A corner of the front lawn of the high school is lined with miniature American flags, planted by Collingswood students. Each one bears a name tag that corresponds with a victim of the attacks in New York, Shanksville, PA, and Washington, DC.

The tribute is reminiscent of those seen in the early days of the Iraq and Afghanistan wars, when the same tiny American flags marked the deaths of service personnel.

It underscores another key difference between the middle-schoolers who planted the flags for their class project and their counterparts only a few years older in the next building over: they have never lived in an America that was not at war.

“This is the world they grew up in,” Hill said. “They have nothing to compare it to.

“I don’t think they have a complete understanding of the war we’re in now,” he said.

A police escort on an empty highway

In 2009, Sept. 11 was formally designated as a national day of service under President Barack Obama. In observance, had their pick of five community cleanup efforts Tuesday: the and , , the , and the school grounds themselves.

“It’s part of our character education program,” said social studies teacher Beth Ann Rodgers. “9/11 is about the importance of service. What better way to demonstrate that than to serve the community?”
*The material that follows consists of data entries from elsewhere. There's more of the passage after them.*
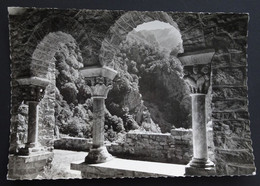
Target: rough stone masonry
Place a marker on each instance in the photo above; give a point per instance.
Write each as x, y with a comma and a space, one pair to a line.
36, 34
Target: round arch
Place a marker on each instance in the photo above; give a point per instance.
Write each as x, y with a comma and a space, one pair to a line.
45, 40
125, 24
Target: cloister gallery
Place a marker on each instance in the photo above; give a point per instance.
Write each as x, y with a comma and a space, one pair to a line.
209, 65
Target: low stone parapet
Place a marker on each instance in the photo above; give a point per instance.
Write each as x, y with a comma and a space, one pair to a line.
174, 147
28, 167
72, 143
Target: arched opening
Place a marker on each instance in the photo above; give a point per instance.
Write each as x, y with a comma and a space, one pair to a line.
148, 86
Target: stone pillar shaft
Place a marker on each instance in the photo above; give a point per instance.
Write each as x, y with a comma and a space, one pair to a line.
200, 147
32, 138
98, 121
99, 82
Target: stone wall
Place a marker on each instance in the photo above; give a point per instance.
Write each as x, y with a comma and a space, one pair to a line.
72, 143
226, 33
232, 137
174, 148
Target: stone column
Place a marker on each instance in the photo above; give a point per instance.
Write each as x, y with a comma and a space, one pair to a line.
99, 81
198, 79
32, 93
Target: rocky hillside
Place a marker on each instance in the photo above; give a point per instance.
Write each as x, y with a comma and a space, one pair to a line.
149, 87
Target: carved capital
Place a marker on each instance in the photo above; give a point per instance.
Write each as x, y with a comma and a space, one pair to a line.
197, 77
98, 86
32, 93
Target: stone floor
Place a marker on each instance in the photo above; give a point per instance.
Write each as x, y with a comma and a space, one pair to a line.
128, 168
114, 168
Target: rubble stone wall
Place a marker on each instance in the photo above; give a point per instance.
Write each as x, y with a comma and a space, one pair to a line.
174, 148
226, 33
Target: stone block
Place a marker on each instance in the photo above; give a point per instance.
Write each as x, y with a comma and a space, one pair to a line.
229, 92
229, 105
234, 156
243, 115
28, 167
229, 76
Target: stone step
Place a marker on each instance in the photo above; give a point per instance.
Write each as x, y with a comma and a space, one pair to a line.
118, 168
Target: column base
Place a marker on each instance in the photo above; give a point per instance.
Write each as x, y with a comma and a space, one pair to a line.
98, 155
200, 167
31, 149
28, 167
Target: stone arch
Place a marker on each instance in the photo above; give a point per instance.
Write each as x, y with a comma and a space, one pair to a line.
43, 48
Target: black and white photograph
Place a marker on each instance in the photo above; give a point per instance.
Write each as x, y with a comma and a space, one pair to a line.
128, 94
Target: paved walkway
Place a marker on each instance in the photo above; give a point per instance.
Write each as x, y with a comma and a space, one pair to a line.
129, 168
115, 168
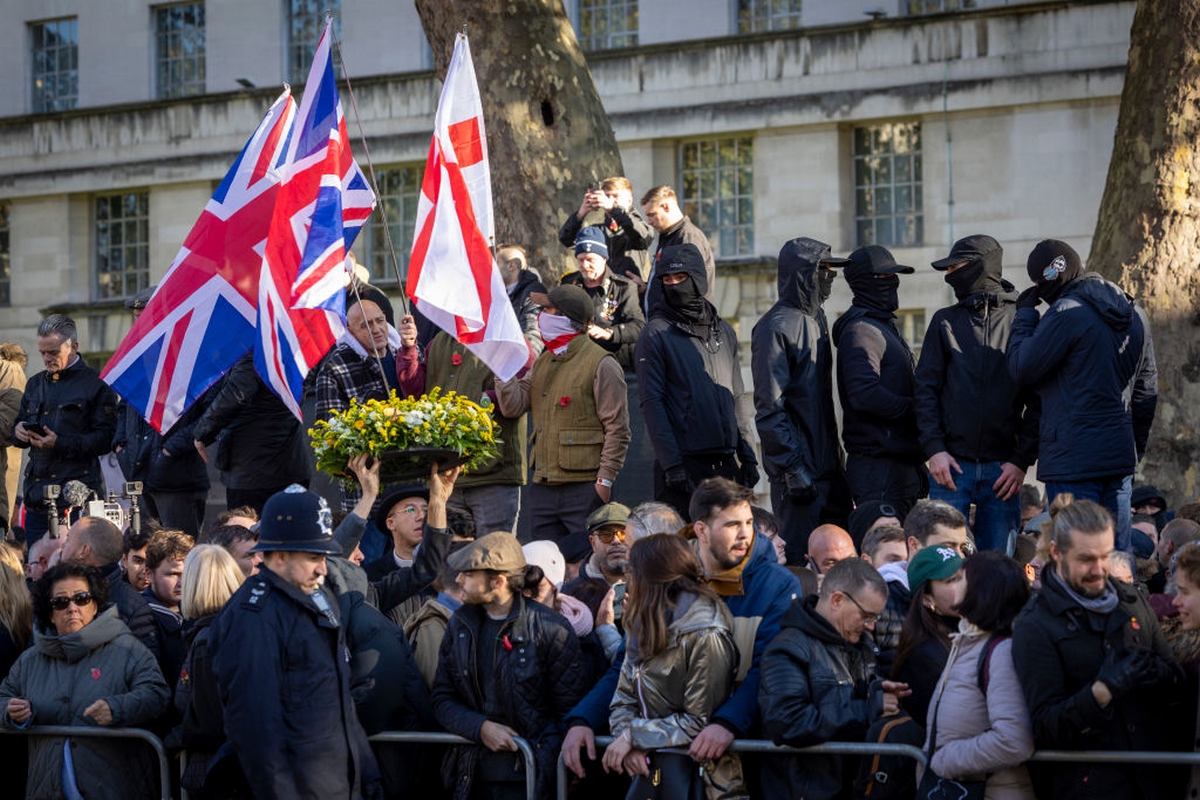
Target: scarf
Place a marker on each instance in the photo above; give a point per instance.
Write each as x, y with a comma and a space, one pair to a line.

To underscore the importance of that message in the context of the tragedy, Rodgers invited Cpl. Tom Hartshaw of the Collingswood P.D. and Collingswood Fire Chief Keith Davis to speak to the students before they broke off into their service groups.

In 2001, Hartshaw was in the S.W.A.T. unit and Davis was a firefighter; both traveled to New York to aid in the hours after the attacks.

Hartshaw passed around photographs from the day. Students pored over them as he described the outpouring of support that followed them throughout the ravaged city when they arrived to help.

Davis described the surreal feeling of riding up the New Jersey Turnpike in a state police escort without a car on the road nor a plane in the sky. Neither did he mince words describing the fear coursing through the group that another attack would strike.

Through it all, he said, being part of the gathering of emergency personnel that prepared to brave the next wave of danger was also a proud moment.

“A lot of good came out of that tragic event,” Davis said.

Character education

Later, when the school lawn had been weeded, the fire engines and squad cars washed, the Scottish Rite mopped, and Knight Park tidied, Davis passed out Collingswood F.D. T-shirts to thank the students for their efforts.

For some, the work was its own reward.

“It shows that we support the people that went to the site and helped out,” said 13-year-old Dominic Cotugno.

In another 11 years, the next generation of Collingswood students will be even further distant from the tragedy that “we will never forget.”

Maybe they won’t deeply understand the meaning of the day beyond a sunny afternoon spent volunteering around their hometown.  

Maybe they’ll have an even harder time conceiving of a world where you don’t take your shoes off before boarding a plane.

Maybe they’ll be lucky enough to grow up in a country that is no longer at war.

After all, Americans can do great things.